Studiujesz "strategicznie", lecisz za granicę

 
Brazylijczycy chcą stworzyć elitę technologicznąKlaus with K Wikipedia

Żeby za darmo rozwijać się naukowo za granicą, trzeba spełnić jeden warunek: studiować kierunek o strategicznym znaczeniu dla kraju. Jak podaje tygodnik "Time", rząd Brazylii, z pomocą sektora prywatnego, sfinansuje naukę za granicą 75 tysiącom studentów.

- Rząd chce, by kraj dokonał gigantycznego skoku i zaczął kształcić naukowe i technologiczne elity - podkreślił brazylijski minister nauki i technologii Aloizio Mercadante.

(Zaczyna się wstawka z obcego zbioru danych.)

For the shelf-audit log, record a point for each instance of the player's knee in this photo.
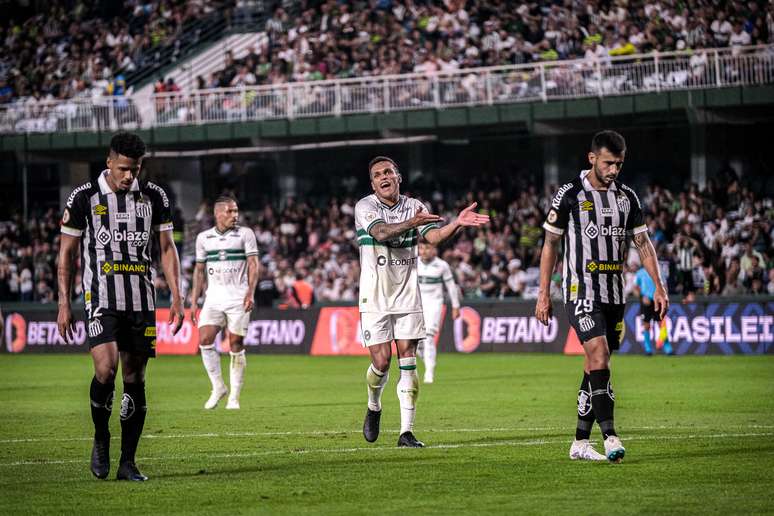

Dwa lata temu na amerykańskich uczelniach, w roku akademickim 2009-2010 kształciło się jedynie 9 tys. brazylijskich studentów, podczas gdy populacja Brazylii wynosi prawie 200 milionów. Dla porównania, według obliczeń "Time'a", Chiny na studia do USA wysłały 127 tys. osób, a Indie 100 tysięcy.

Według tygodnika, nadszedł najwyższy czas na to, by Brazylia, jak i Ameryka Łacińska, zainwestowały w edukację, gdyż jak do tej pory jedna trzecia wszelkich odkryć i największych programów badawczych i naukowych w tzw. Trzecim Świecie należy do Azjatów.

Kraj rozkwitu i dobrobytu

"Time" komentuje w artykule, że Brazylia może sobie pozwolić na przyznanie tylu stypendiów, ponieważ jej gospodarka kwitnie, waluta ma silną pozycję, a polityka zagraniczna prezydent Dilmy Rousseff należy do "najambitniejszych na świecie".

Inwestycje w wykształcenie narodów Ameryki Łacińskiej, a zwłaszcza Brazylii, są możliwe dzięki dekadzie wysokich dochodów z eksportu, a także dzięki ominięciu przez te kraje załamania gospodarczego i finansowego, które dotknęły głównie Europę i USA. Brazylia kupiła nawet część europejskiego długu, ażeby zapobiec rozprzestrzenianiu się kryzysu ze strefy euro.